Let’s consider ‘small q’ qualitative
• Small q – ‘mash-up’ of qualitative techniques and quantitative or ‘scientific’
values – concerns for accuracy, reliability, controlling for researcher bias or
subjectivity.
• Accuracy of the participant’s account: “Each participant received a copy of her
interview transcript by mail and was invited to correct, elaborate upon, or modify
her comments to make the transcript a more complete and accurate account of
her experience.” (Bond et al., 2008: 52)
• Implies that there is a singular truth of participant’s experiences that research
should seek to uncover.
• That accounts are not partial, situated, contextual, temporal, provisional,
multiple.
To read more about small q qualitative see Kidder & Fine (1987).

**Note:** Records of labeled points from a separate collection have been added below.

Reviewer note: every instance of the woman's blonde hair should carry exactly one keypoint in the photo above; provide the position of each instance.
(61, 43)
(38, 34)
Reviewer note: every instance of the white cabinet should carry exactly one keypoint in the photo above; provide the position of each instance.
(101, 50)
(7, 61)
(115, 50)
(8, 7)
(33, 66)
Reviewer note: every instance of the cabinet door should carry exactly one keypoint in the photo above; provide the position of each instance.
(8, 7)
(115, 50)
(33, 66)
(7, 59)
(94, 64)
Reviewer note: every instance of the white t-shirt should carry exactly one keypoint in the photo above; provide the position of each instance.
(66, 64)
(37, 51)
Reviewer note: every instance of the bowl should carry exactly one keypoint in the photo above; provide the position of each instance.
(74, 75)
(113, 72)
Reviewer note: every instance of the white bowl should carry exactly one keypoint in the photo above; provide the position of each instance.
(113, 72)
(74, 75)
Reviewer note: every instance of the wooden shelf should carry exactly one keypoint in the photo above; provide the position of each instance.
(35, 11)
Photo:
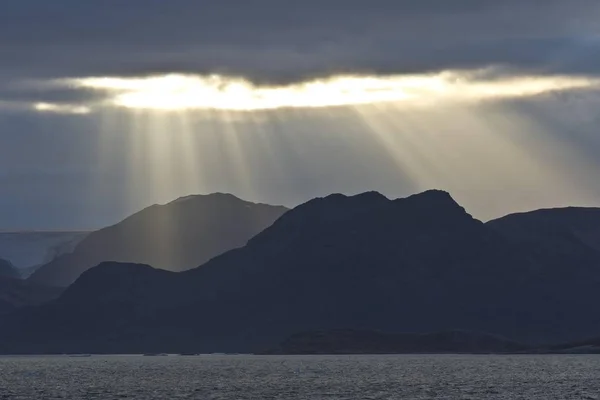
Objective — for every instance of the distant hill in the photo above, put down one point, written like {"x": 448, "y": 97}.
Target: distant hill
{"x": 177, "y": 236}
{"x": 566, "y": 232}
{"x": 16, "y": 293}
{"x": 357, "y": 263}
{"x": 7, "y": 270}
{"x": 371, "y": 342}
{"x": 28, "y": 250}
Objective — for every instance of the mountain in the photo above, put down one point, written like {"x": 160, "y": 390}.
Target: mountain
{"x": 7, "y": 270}
{"x": 177, "y": 236}
{"x": 359, "y": 263}
{"x": 28, "y": 250}
{"x": 371, "y": 342}
{"x": 16, "y": 293}
{"x": 572, "y": 232}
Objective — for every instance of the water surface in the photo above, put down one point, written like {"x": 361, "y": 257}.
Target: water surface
{"x": 301, "y": 377}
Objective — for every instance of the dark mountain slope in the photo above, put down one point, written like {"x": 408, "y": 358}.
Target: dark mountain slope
{"x": 419, "y": 264}
{"x": 571, "y": 231}
{"x": 7, "y": 270}
{"x": 16, "y": 293}
{"x": 177, "y": 236}
{"x": 372, "y": 342}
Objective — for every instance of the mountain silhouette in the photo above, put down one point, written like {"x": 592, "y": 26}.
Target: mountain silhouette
{"x": 7, "y": 270}
{"x": 372, "y": 342}
{"x": 177, "y": 236}
{"x": 359, "y": 263}
{"x": 16, "y": 293}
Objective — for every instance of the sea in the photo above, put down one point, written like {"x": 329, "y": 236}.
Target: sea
{"x": 301, "y": 377}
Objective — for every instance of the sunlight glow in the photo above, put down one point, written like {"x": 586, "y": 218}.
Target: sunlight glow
{"x": 61, "y": 108}
{"x": 216, "y": 92}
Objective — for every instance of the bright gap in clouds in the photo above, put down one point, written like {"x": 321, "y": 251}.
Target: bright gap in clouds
{"x": 214, "y": 92}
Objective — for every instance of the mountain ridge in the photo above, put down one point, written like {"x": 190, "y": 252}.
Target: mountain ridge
{"x": 420, "y": 264}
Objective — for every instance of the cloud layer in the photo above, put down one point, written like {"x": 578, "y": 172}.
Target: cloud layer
{"x": 71, "y": 157}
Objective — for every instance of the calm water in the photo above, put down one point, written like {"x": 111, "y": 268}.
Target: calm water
{"x": 318, "y": 377}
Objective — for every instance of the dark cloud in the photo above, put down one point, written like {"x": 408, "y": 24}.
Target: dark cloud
{"x": 87, "y": 171}
{"x": 275, "y": 40}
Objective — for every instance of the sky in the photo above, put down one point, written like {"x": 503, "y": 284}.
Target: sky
{"x": 108, "y": 106}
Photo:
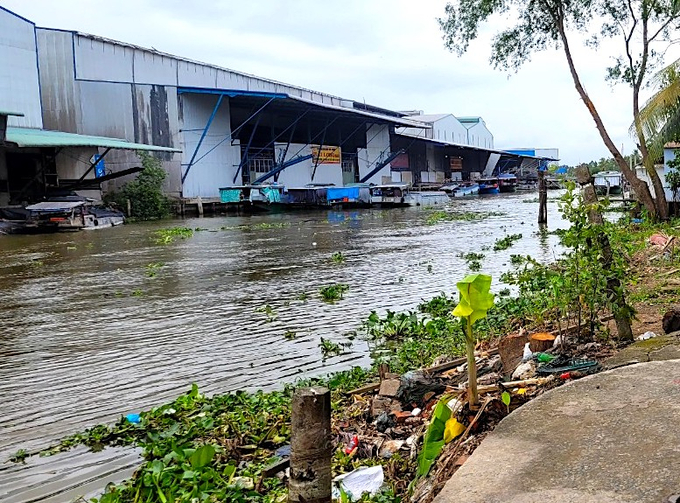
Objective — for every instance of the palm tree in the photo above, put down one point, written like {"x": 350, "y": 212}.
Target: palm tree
{"x": 660, "y": 117}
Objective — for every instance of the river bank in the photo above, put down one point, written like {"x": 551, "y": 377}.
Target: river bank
{"x": 412, "y": 344}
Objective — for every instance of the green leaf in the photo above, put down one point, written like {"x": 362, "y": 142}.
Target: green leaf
{"x": 475, "y": 299}
{"x": 433, "y": 441}
{"x": 202, "y": 456}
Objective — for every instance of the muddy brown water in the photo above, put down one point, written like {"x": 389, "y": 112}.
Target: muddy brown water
{"x": 88, "y": 333}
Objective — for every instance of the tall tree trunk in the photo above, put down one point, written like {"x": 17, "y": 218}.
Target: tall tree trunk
{"x": 647, "y": 161}
{"x": 639, "y": 187}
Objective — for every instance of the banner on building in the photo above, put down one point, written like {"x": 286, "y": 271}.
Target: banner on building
{"x": 326, "y": 155}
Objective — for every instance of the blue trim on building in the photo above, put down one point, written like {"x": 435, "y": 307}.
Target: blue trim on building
{"x": 17, "y": 15}
{"x": 231, "y": 93}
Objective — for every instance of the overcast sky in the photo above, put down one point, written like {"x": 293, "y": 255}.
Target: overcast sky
{"x": 389, "y": 53}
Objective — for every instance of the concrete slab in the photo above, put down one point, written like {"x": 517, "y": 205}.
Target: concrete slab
{"x": 607, "y": 438}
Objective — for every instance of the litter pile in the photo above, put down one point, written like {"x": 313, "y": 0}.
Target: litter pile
{"x": 423, "y": 419}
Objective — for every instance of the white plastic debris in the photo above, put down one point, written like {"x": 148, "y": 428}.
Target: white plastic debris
{"x": 646, "y": 335}
{"x": 526, "y": 370}
{"x": 359, "y": 482}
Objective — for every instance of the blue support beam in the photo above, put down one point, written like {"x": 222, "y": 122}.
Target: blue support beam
{"x": 381, "y": 165}
{"x": 281, "y": 167}
{"x": 203, "y": 135}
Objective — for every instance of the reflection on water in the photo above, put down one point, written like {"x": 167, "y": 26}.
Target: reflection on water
{"x": 99, "y": 324}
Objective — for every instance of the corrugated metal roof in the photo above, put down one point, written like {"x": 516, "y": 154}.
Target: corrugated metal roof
{"x": 28, "y": 137}
{"x": 429, "y": 118}
{"x": 385, "y": 118}
{"x": 472, "y": 147}
{"x": 55, "y": 205}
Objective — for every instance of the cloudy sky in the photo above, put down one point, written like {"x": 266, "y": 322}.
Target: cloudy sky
{"x": 386, "y": 52}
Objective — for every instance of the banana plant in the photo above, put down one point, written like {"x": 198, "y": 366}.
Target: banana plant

Sidebar - Qualitative data analysis: The basics
• Most commonly the outcome of analysing qualitative data is a number of
patterns, themes or categories identified across several interviews (or other data
items – such as group discussions, survey responses, diary entries).
• Simply put, these patterns capture significant meanings, that are often recurrent.
• The extract from Asha’s interviews illustrates a theme entitled ‘Managing
heterosexism’, which explores how the participants implicitly took responsibility
for managing heterosexism.
• Qualitative data coding is integral to theme development or discovery.
• Coding involves carefully reading data and assigning labels to particular excerpts
to capture what is of interest or relevance.
• It requires the researcher to make subjective judgements – is this a problem?
• No one answer – yes (small q); no (Big Q). Let’s return to small q qualitative…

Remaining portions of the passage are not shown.